Spangler died Sunday, according to the University of North Carolina System.
Spangler became president of the system in 1986 and led it for 11 years, working to keep tuition low and championing its role as an economic driver for the state.
The current president of the 17-campus system, Margaret Spellings, said that Spangler, also known as “Dick,” helped to “change lives and transform a state.”
“The first in his family to go to college, Dick never forgot who our public universities were meant to serve,” she said in a statement. “North Carolina is the prosperous, growing state that it is because of principled leaders like Dick.”
One of the wealthiest men in North Carolina, Spangler amassed a fortune estimated at approximately $4 billion through family companies and his leadership of National Gypsum, according to Forbes magazine. He served as chairman of the company that makes wallboard and other building products after leading investors who bought it in the 1990s.
In an interview at the end of his tenure as system president, the Charlotte native said low tuition helped him to attend the University of North Carolina from 1950 to 1954. He also attended Harvard Business School. Spangler was a generous contributor to both universities.
“Low tuition is not a gift,” Spangler told The Associated Press in 1997. “It’s an investment in these students. They go to work and pay that back over a lifetime.”
Spangler also was mindful that the state Constitution demanded that university tuition stay as low as possible, said Molly Broad, who succeeded him as University of North Carolina president before heading the American Council on Education.
“His commitment to that provision was very strong,” Broad said in an interview. “He was determined that the cost of higher education would be managed.”
The university system said that Spangler also implemented minimum admissions requirements and athletic reforms. He helped increase the system’s budget and external funding for research.
Spangler’s work as university president was unpaid. He didn’t need the money. He built his wealth in the family construction business, by selling a smaller bank to the precursor of what would become Bank of America, and later buying National Gypsum after bankruptcy and building it into the country’s second-largest wallboard producer, said Hugh McColl, Bank of America’s first CEO.
“He always had a brilliant mind in terms of evaluation opportunity and seizing it, and he did it many times over,” McColl said in an interview.
Stock in Charlotte-based Bank of America provided the bulk of the more than $300 million channeled into a family foundation that supports cultural and education groups, according to the foundation’s most recent report to the Internal Revenue Service. Spangler’s daughter, Anna Spangler Nelson, is a current member of the state public university governing board.

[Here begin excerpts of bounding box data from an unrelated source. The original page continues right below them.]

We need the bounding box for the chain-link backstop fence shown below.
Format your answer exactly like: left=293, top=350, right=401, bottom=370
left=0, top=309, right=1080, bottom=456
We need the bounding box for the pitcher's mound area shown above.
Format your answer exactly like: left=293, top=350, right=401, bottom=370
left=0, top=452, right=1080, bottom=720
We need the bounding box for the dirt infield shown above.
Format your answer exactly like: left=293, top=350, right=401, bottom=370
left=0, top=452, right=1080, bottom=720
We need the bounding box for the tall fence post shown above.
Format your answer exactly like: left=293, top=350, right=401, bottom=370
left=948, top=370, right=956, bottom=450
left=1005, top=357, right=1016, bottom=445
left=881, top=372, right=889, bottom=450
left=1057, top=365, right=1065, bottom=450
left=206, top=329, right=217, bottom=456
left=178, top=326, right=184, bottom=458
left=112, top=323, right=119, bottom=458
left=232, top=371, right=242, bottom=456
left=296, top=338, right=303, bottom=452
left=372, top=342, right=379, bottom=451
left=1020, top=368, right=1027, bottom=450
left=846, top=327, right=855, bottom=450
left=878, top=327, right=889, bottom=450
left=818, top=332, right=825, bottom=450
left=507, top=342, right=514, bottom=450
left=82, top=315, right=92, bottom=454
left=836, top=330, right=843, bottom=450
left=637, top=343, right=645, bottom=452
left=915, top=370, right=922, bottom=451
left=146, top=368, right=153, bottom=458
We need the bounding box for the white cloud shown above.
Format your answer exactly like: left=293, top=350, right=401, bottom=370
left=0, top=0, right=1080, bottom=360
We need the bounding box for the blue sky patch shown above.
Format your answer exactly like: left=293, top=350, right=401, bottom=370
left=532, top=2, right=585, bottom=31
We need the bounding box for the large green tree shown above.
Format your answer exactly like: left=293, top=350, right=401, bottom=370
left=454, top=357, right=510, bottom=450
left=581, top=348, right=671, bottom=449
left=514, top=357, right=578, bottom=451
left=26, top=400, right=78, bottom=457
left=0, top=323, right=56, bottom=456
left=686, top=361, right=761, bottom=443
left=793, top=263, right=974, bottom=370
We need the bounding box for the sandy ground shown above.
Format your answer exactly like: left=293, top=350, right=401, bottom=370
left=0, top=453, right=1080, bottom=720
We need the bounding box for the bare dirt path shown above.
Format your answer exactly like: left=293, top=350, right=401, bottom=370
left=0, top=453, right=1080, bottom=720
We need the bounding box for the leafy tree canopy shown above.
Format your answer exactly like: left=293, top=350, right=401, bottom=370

Away from UNC, Spangler showed his commitment to public education by sending his children to public high school, said Anthony Foxx, a former Charlotte mayor and U.S. transportation secretary.
“He understood our society well and took responsibility for making it better,” Foxx said on Twitter. “He did so humbly — at least as humbly as any billionaire could do anything.”
Spangler loved classical music and art, “was tremendously well-read, thoroughly educated and a lot of fun to be around,” McColl said of the man he met for lunch every few weeks for two decades. “Not only was he a great businessman, he was really a Renaissance man.”